The approved dosage of brodalumab for plaque psoriasis includes a loading treatment of 210 mg every week at weeks 0, 1 and 2 followed by a dose of 210 mg every 2 weeks thereafter.3 The brodalumab dosage administered in patients with axial spondyloarthritis (axSpA) in our study1 was the same as that approved for plaque psoriasis. Therefore, the rapid improvement in Assessment of SpondyloArthritis International Society 40/20 as early as week 2 in patients with axSpA in our study and similar to the improvement observed in Psoriasis Area and Severity Index in patients with plaque psoriasis4 could be attributed to the loading treatment. However, the study5 that Zhao et al have referred to in their correspondence2 was conducted in patients with psoriatic arthritis and not in those with plaque psoriasis and included a loading treatment of brodalumab 210 mg every week at weeks 0, 1 and 2.

With regard to the comment on safety, we believe that the short study period of 16 weeks is insufficient to investigate safety appropriately, specifically safety aspects that may develop over the longer term. The 16-week results from our study showed no safety signals with respect to an increase in the risk of suicide and/or depression with brodalumab, although safety among patients at high risk of suicide or depression could not be assessed. Moreover, the small sample size in our study was a limitation for the identification of risk signals for suicide and/or depression. However, it is common practice to conduct clinical trials in low-risk patients before expanding studies to medium-risk and high-risk patients as well as specialty populations to provide protection from potentially severe adverse events (AEs). Incidentally, the decision to discontinue the AMAGINE-2 and AMAGINE-3 trials was based on events of suicidal ideation and behaviour in the brodalumab programme, which necessitated restrictive labelling.6

While it is known that interleukin (IL)-17 plays a role in the pathway involved in liver inflammation,7 it is not surprising that results from studies in humans and mouse models are inconsistent.
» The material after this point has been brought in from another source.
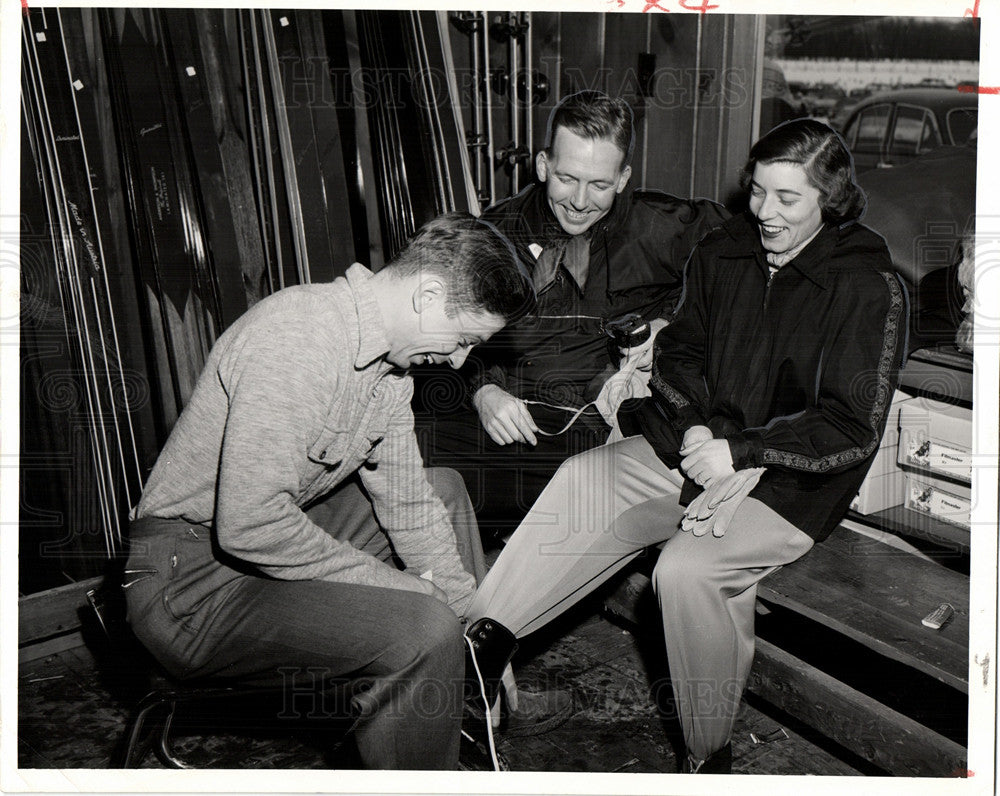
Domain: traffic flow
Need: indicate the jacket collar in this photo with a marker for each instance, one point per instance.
(373, 340)
(812, 262)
Liver-related events (standardised Medical Dictionary for Regulatory Activities queries: ‘hepatotoxicity [narrow]’) were observed in seven patients who received brodalumab treatment in our study by week 16; the severity of these events was grade 1 or 2. However, the incidence of hepatotoxicity/liver function abnormality may vary depending on the indication and concomitant medications. Moreover, there is an increased possibility of such AEs occurring with the use of non-steroidal anti-inflammatory drugs (NSAIDs) and non-biological disease-modifying antirheumatic drugs (DMARDs), which were permitted in our study, but not in previous studies that assessed patients with plaque psoriasis. All seven patients who reported liver-related events in our study were using NSAIDs and/or non-biological DMARDs alone or in combination with other medication. Therefore, concomitant use of NSAIDs or non-biological DMARDs may have impacted the incidence of liver-related events. Furthermore, the short study period of 16 weeks limited the investigation of liver-related events and inflammatory bowel disease (IBD).
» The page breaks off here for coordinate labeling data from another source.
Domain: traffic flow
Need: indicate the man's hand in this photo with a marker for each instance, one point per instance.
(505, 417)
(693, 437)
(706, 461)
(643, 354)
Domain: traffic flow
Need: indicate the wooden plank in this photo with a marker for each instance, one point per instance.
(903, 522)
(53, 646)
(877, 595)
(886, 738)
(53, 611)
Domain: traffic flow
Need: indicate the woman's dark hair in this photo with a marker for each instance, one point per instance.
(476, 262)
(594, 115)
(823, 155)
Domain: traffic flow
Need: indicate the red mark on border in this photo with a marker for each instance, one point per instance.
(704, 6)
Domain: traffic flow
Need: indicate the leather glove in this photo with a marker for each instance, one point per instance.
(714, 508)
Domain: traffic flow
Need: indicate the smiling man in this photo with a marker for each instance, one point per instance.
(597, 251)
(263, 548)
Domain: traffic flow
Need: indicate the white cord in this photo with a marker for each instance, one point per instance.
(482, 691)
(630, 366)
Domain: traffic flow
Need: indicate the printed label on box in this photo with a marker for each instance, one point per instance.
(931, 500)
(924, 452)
In addition, the incidence of IBD, reported as ‘treatment-emergent AEs of interest’ in our study, cannot be compared with that in previous studies of brodalumab or other IL-17 inhibitors because the definition of IBD was specific to this study, as described in the original publication and in table 1. No cases of ulcerative colitis or Crohn’s disease were reported by week 16 in our study.

Table 1

Definition of inflammatory bowel disease in the phase 3 study of brodalumab in patients with axial spondyloarthritis

As mentioned earlier, our study presents only short-term results up to week 16, which limits the interpretation of safety results. However, the open-label extension part of our study further investigates brodalumab in patients with axSpA up to week 68. We look forward to answering your questions on safety based on the long-term results from our study.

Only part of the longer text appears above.